In the same way a Levite [Descendant of United with] also, when he came to the place, and saw him, passed by on the other side.
33 Maar ook een Samaritaan, die op reis was, kwam voorbij; hij zag hem, en kreeg medelijden.
But a certain Samaritan [person from Watch-mountain], as he traveled, came where he was. When he saw him, he was moved with compassion,
34 Hij ging er naar toe, verbond zijn wonden, en goot er olie en wijn op; daarna hief hij hem op zijn eigen lastdier, bracht hem naar een herberg, en zorgde voor hem.
came to him, and bound up his wounds, pouring on oil and wine. He set him on his own animal, and brought him to an inn, and took care of him.
35 De volgende dag nam hij twee tienlingen, gaf ze den waard, en zeide: Blijf voor hem zorgen; en wat ge er meer aan besteedt, zal ik u bij mijn terugkomst vergoeden.
On the next day, when he departed, he took out two denarii (2 days wages), and gave them to the host, and said to him, ‘Take care of him. Whatever you spend beyond that, I will repay you when I teshuvah ·completely return·.’
36 Wat dunkt u; wie van de drie is de naaste geweest van hem, die in de handen der rovers viel?

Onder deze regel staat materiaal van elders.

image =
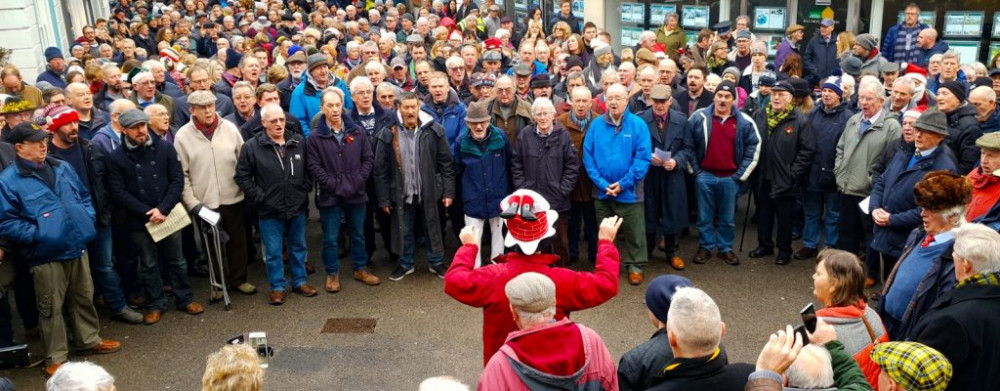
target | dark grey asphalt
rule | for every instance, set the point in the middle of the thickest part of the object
(421, 331)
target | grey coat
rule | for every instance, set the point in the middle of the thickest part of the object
(437, 178)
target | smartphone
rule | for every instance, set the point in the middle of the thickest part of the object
(809, 318)
(258, 341)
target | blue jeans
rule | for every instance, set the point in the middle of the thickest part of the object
(821, 209)
(272, 235)
(354, 218)
(716, 199)
(410, 212)
(102, 270)
(167, 254)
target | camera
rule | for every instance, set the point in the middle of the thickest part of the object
(258, 341)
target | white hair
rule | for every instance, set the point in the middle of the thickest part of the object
(542, 103)
(695, 321)
(80, 376)
(980, 245)
(812, 369)
(361, 81)
(442, 383)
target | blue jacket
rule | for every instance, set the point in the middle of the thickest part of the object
(306, 99)
(55, 79)
(452, 118)
(820, 59)
(46, 224)
(889, 41)
(827, 127)
(893, 191)
(626, 151)
(484, 172)
(747, 151)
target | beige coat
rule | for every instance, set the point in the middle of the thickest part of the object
(209, 165)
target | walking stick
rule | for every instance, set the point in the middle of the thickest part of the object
(746, 219)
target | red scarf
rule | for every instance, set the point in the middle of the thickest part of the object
(207, 130)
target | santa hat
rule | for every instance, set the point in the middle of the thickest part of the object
(59, 116)
(532, 220)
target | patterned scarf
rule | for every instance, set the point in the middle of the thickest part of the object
(988, 279)
(773, 119)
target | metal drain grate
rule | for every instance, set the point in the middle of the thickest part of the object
(349, 325)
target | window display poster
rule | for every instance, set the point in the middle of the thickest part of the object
(769, 18)
(658, 13)
(996, 25)
(634, 13)
(968, 51)
(926, 17)
(963, 23)
(630, 36)
(695, 16)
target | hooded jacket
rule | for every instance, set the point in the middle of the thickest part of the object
(340, 169)
(548, 165)
(625, 152)
(274, 177)
(484, 171)
(484, 287)
(306, 97)
(452, 117)
(963, 130)
(828, 126)
(748, 145)
(556, 356)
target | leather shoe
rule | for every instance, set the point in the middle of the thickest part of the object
(730, 258)
(635, 278)
(277, 298)
(50, 370)
(677, 263)
(152, 317)
(783, 258)
(333, 283)
(702, 256)
(366, 277)
(194, 308)
(106, 346)
(305, 290)
(805, 253)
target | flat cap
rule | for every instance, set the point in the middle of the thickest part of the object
(660, 92)
(201, 98)
(134, 117)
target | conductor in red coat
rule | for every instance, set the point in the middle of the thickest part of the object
(529, 220)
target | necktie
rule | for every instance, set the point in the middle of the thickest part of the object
(927, 240)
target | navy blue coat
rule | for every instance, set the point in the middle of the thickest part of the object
(45, 224)
(482, 168)
(893, 191)
(143, 179)
(827, 127)
(666, 191)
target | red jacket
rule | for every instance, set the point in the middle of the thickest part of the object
(484, 287)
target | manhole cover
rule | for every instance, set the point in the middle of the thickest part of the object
(349, 325)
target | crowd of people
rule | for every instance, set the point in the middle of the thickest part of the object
(408, 124)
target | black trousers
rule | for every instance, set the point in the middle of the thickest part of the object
(771, 210)
(855, 227)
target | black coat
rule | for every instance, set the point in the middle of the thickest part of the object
(963, 325)
(144, 178)
(963, 130)
(277, 183)
(827, 126)
(547, 165)
(786, 152)
(666, 191)
(683, 99)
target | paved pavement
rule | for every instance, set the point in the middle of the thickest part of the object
(421, 332)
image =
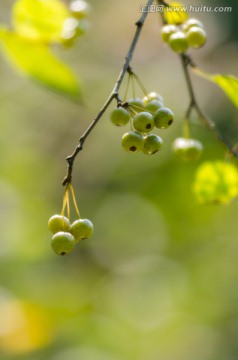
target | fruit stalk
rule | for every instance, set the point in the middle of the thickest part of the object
(114, 95)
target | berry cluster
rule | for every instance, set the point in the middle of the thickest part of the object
(190, 34)
(143, 115)
(66, 235)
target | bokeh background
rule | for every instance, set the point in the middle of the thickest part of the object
(158, 280)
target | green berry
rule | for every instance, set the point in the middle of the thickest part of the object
(163, 118)
(132, 141)
(167, 31)
(120, 116)
(81, 229)
(62, 243)
(58, 223)
(187, 149)
(178, 42)
(152, 96)
(216, 182)
(152, 144)
(190, 23)
(79, 9)
(136, 104)
(196, 37)
(143, 122)
(153, 106)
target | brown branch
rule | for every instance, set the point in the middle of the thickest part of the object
(114, 95)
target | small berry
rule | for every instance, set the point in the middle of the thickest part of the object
(163, 118)
(152, 96)
(153, 106)
(132, 141)
(167, 31)
(143, 122)
(152, 144)
(62, 243)
(58, 223)
(190, 23)
(81, 229)
(187, 149)
(196, 37)
(120, 116)
(136, 104)
(178, 42)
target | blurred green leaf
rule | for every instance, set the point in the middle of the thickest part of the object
(37, 61)
(40, 20)
(228, 83)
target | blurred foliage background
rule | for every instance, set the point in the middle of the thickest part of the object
(158, 280)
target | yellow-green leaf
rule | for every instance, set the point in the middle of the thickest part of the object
(228, 83)
(40, 20)
(175, 13)
(38, 62)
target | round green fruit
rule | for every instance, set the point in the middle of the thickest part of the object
(190, 23)
(216, 182)
(120, 116)
(136, 104)
(62, 243)
(178, 42)
(79, 9)
(58, 223)
(81, 229)
(153, 106)
(163, 118)
(143, 122)
(167, 31)
(152, 96)
(132, 141)
(152, 144)
(196, 37)
(187, 149)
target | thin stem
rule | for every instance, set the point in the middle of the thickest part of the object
(114, 95)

Now which of these three do you think seemed to be a neighbor to him who fell among the robbers?”
37 Hij sprak: Hij, die hem barmhartigheid bewees. En Jesus zeide hem: Ga, en doe gij evenzo.
He said, “He who showed eleos ·merciful compassion in action· on him.” Then Yeshua [Salvation] said to him, “Go and do likewise.”

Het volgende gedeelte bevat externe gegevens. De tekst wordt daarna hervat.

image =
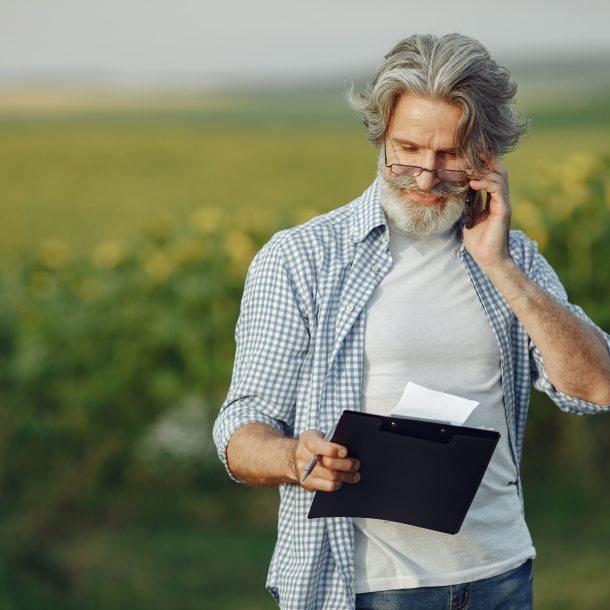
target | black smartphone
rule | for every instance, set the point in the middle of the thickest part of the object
(472, 199)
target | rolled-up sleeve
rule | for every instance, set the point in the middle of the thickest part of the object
(543, 274)
(272, 340)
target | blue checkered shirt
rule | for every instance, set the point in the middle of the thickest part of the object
(298, 364)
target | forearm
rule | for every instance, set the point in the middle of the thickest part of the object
(575, 355)
(259, 455)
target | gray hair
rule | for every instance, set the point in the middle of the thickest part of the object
(455, 69)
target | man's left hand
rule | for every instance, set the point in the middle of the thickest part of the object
(487, 240)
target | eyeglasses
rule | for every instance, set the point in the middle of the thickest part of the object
(444, 175)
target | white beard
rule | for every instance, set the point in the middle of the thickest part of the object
(418, 220)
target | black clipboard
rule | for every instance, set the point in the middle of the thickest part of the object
(413, 471)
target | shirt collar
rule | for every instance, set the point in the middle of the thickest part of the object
(368, 213)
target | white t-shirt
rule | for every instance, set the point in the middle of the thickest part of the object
(425, 324)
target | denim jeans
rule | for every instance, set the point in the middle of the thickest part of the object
(511, 590)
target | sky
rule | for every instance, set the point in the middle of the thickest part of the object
(213, 43)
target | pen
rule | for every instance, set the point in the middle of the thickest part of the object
(315, 458)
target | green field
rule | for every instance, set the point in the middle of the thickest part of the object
(92, 177)
(127, 230)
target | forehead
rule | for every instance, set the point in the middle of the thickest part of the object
(424, 121)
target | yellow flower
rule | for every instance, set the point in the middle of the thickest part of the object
(53, 253)
(162, 227)
(108, 255)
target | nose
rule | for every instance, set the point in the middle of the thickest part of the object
(427, 180)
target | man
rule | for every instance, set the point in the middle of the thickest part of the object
(340, 313)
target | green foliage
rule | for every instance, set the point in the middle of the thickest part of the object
(107, 350)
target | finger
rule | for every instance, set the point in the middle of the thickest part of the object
(318, 484)
(344, 465)
(318, 446)
(335, 475)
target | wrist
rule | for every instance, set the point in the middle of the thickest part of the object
(291, 469)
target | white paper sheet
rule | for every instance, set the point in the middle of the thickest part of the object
(421, 402)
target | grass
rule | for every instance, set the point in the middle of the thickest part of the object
(221, 564)
(87, 177)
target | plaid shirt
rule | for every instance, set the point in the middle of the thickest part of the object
(298, 364)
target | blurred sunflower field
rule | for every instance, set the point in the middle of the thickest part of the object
(126, 238)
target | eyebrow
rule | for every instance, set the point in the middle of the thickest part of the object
(452, 150)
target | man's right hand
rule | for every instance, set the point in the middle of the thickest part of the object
(333, 468)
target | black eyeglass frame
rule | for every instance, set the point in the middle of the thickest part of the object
(424, 169)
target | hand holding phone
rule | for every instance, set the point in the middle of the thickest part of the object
(472, 201)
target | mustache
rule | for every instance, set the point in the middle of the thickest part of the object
(442, 189)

38 Op hun reis kwam Hij ook in zeker dorp, waar een vrouw, Marta geheten, Hem in haar huis ontving.
As they went on their way, he entered into a certain village, and a certain woman named Martha [Lady mistress, Strong bitterness] received him into her house.

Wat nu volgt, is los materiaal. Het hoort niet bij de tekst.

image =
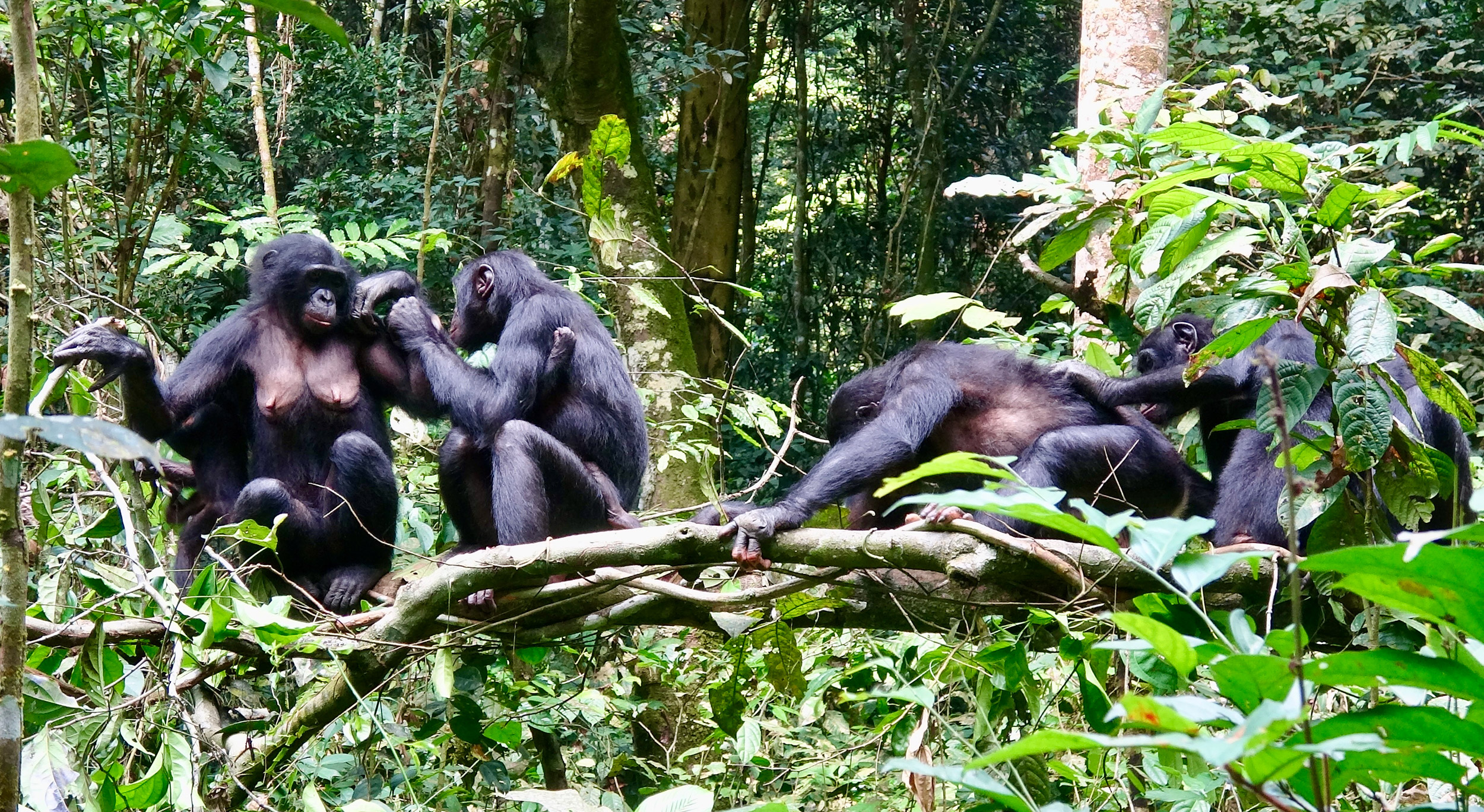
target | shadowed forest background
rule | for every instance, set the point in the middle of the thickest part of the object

39 Ze had een zuster, Maria genaamd, die mede aan Jesus’ voeten zat, en luisterde naar zijn woord.
She had a sister called Mary [Rebellion], who also sat at Yeshua [Salvation]'s feet, and heard his word.
40 Maar Marta was druk in de weer met bedienen. Ze kwam er een ogenblik bij staan, en sprak: Heer, is het U onverschillig, dat mijn zuster mij alleen laat bedienen? Zeg haar dus, dat ze me helpt.
But Martha [Lady mistress, Strong bitterness] was distracted with much serving, and she came up to him, and said, “Lord, don’t you care that my sister left me to serve alone? Ask her therefore to help me.”
41 Maar de Heer gaf haar ten antwoord: Marta, Marta, over veel zijt ge bezorgd en bekommerd.
Yeshua [Salvation] answered her, “Martha [Lady mistress, Strong bitterness], Martha [Lady mistress, Strong bitterness], you are anxious and troubled about many things,
42 Slechts één ding is noodzakelijk. Maria heeft het beste deel gekozen, dat haar niet zal ontnomen worden.
but one thing is needed. Mary [Rebellion] has chosen the good part, which will not be taken away from her.”